Alexander David H, Novembre John, Lange Kenneth
Department of Biomathematics, University of California at Los Angeles, Los Angeles, California 90095, USA.
Genome Res. 2009 Sep;19(9):1655-64. doi: 10.1101/gr.094052.109. Epub 2009 Jul 31.

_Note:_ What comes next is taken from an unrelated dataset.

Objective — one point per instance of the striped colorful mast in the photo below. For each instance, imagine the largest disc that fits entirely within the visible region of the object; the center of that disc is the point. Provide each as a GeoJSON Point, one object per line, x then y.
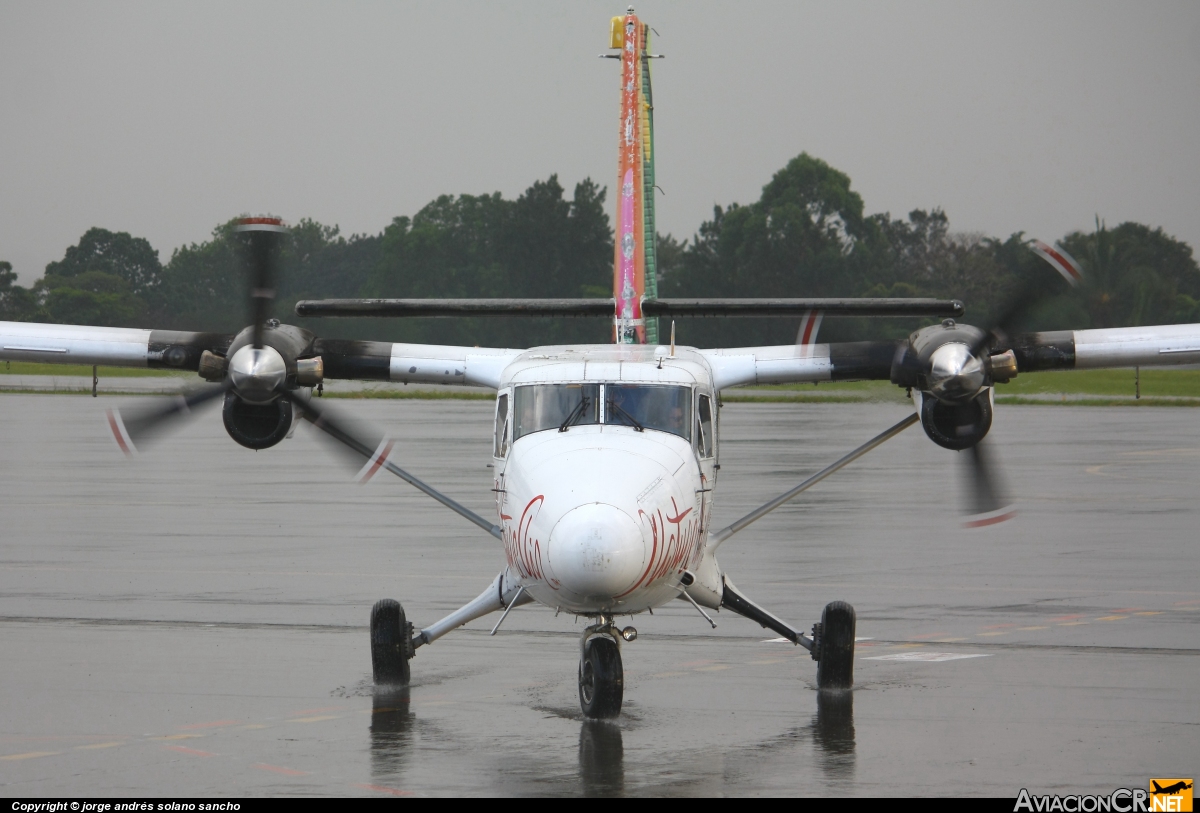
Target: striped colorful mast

Population stratification has long been recognized as a confounding factor in genetic association studies. Estimated ancestries, derived from multi-locus genotype data, can be used to perform a statistical correction for population stratification. One popular technique for estimation of ancestry is the model-based approach embodied by the widely applied program structure. Another approach, implemented in the program EIGENSTRAT, relies on Principal Component Analysis rather than model-based estimation and does not directly deliver admixture fractions. EIGENSTRAT has gained in popularity in part owing to its remarkable speed in comparison to structure. We present a new algorithm and a program, ADMIXTURE, for model-based estimation of ancestry in unrelated individuals. ADMIXTURE adopts the likelihood model embedded in structure. However, ADMIXTURE runs considerably faster, solving problems in minutes that take structure hours. In many of our experiments, we have found that ADMIXTURE is almost as fast as EIGENSTRAT. The runtime improvements of ADMIXTURE rely on a fast block relaxation scheme using sequential quadratic programming for block updates, coupled with a novel quasi-Newton acceleration of convergence. Our algorithm also runs faster and with greater accuracy than the implementation of an Expectation-Maximization (EM) algorithm incorporated in the program FRAPPE. Our simulations show that ADMIXTURE's maximum likelihood estimates of the underlying admixture coefficients and ancestral allele frequencies are as accurate as structure's Bayesian estimates. On real-world data sets, ADMIXTURE's estimates are directly comparable to those from structure and EIGENSTRAT. Taken together, our results show that ADMIXTURE's computational speed opens up the possibility of using a much larger set of markers in model-based ancestry estimation and that its estimates are suitable for use in correcting for population stratification in association studies.
群体分层长期以来一直被认为是基因关联研究中的一个混杂因素。从多位点基因型数据推导出来的估计祖先成分,可用于对群体分层进行统计校正。一种流行的祖先成分估计技术是广泛应用的程序Structure所体现的基于模型的方法。另一种方法在程序EIGENSTRAT中实现,它依赖于主成分分析而非基于模型的估计,并且不直接给出混合比例。EIGENSTRAT越来越受欢迎,部分原因是与Structure相比它速度极快。我们提出了一种新算法和一个程序ADMIXTURE,用于对无关个体的祖先成分进行基于模型的估计。ADMIXTURE采用了Structure中嵌入的似然模型。然而,ADMIXTURE运行速度要快得多,能在几分钟内解决Structure需要数小时才能解决的问题。在我们的许多实验中,我们发现ADMIXTURE几乎与EIGENSTRAT一样快。ADMIXTURE运行时间的改进依赖于一种快速块松弛方案,该方案使用序列二次规划进行块更新,并结合了一种新颖的拟牛顿收敛加速方法。我们的算法在运行速度上也比程序FRAPPE中纳入的期望最大化(EM)算法的实现更快且更准确。我们的模拟表明,ADMIXTURE对潜在混合系数和祖先等位基因频率的最大似然估计与Structure的贝叶斯估计一样准确。在实际数据集上,ADMIXTURE的估计与来自Structure和EIGENSTRAT的估计直接可比。综合来看,我们的结果表明,ADMIXTURE的计算速度为在基于模型的祖先成分估计中使用大得多的标记集开辟了可能性,并且其估计适用于在关联研究中校正群体分层。